Kenyan media reported that the BCLB was “not satisfied with the explanations proffered” by the Milestone reps who attended Thursday’s meeting — including Karauri — and announced that Milestone’s license was “hereby cancelled.” 

But the court order issued Thursday by Judge Pauline Nyanweya took issue with the BCLB choosing to escalate the fight despite her earlier order to stand down until the January hearing. Nyanweya said the extension of her earlier order was warranted “to prevent the abuse of the process of court and in the interest of justice.”
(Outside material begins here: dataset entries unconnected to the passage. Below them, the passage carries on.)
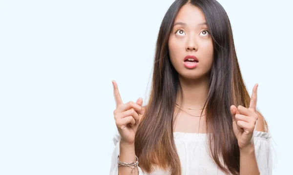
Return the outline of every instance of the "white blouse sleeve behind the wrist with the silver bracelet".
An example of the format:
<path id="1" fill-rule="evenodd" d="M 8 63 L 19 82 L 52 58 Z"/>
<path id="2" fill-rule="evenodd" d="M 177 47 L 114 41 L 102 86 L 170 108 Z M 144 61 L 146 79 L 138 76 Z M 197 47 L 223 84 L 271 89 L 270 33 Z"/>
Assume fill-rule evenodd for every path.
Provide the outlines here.
<path id="1" fill-rule="evenodd" d="M 114 150 L 112 153 L 112 161 L 111 161 L 111 168 L 110 168 L 110 175 L 118 175 L 118 163 L 117 163 L 117 157 L 120 154 L 120 135 L 117 132 L 117 134 L 113 137 L 114 142 Z M 138 160 L 139 162 L 139 160 Z M 138 168 L 138 175 L 144 175 L 142 169 L 137 166 Z M 131 168 L 129 168 L 131 172 Z"/>

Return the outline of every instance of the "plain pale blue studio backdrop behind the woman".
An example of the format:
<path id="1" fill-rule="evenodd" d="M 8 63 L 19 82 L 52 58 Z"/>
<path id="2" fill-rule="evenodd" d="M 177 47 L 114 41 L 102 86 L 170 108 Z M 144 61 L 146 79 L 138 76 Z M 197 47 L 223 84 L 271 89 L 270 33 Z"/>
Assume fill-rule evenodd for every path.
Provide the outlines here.
<path id="1" fill-rule="evenodd" d="M 0 0 L 0 175 L 107 175 L 123 101 L 151 84 L 173 0 Z M 272 133 L 274 175 L 292 169 L 292 1 L 219 0 L 249 93 Z"/>

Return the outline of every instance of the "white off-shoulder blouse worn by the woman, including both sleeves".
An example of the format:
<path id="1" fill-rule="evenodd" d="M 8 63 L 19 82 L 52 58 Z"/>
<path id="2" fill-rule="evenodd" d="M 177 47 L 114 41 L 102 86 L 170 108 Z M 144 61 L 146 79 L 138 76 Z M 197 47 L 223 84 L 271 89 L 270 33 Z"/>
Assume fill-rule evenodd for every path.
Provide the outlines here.
<path id="1" fill-rule="evenodd" d="M 207 134 L 174 132 L 174 141 L 180 158 L 182 175 L 225 175 L 209 156 L 206 144 Z M 270 133 L 254 131 L 254 147 L 258 169 L 261 175 L 272 175 L 272 150 Z M 112 154 L 110 175 L 118 175 L 117 156 L 120 152 L 120 135 L 113 138 L 114 151 Z M 131 171 L 131 169 L 129 168 Z M 139 175 L 170 175 L 169 171 L 156 169 L 147 174 L 138 164 Z"/>

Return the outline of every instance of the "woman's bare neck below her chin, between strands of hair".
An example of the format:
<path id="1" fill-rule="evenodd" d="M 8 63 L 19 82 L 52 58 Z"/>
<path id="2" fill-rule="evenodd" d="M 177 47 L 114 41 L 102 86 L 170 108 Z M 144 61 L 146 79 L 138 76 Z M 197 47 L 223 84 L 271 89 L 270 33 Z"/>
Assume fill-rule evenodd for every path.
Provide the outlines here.
<path id="1" fill-rule="evenodd" d="M 202 109 L 209 93 L 209 77 L 188 79 L 179 75 L 179 82 L 182 87 L 182 106 L 187 108 Z M 177 104 L 180 100 L 177 94 Z"/>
Kenya’s Interior Cabinet Secretary Fred Matiangi issued a statement saying the July 2019 suspension of 19 gambling operators’ licenses was “a decision that we have taken and we will not go back.” Matiangi said the licenses would only be renewed once the companies and their principals – including SportPesa’s Bulgarian directors who were reportedly among the individuals ordered deported last year – had passed security vetting.

Matiangi claimed that unnamed individuals linked to some of the suspended licensees had attempted to pressure the government into lifting the suspensions by warning that they had connections with key government figures. Matiangi said he only took orders from President Uhuru Kenyatta and “my boss has not told me to do those things.” 

While it emerged from this latest regulatory battle relatively unscathed, SportPesa faces other serious challenges to its Kenyan future, including its unresolved tax bill of around US$190m, a legal fight with aggrieved stakeholders and a probe by Kenya’s financial watchdog into whether international money transfers were intended to skirt the KRA’s authority.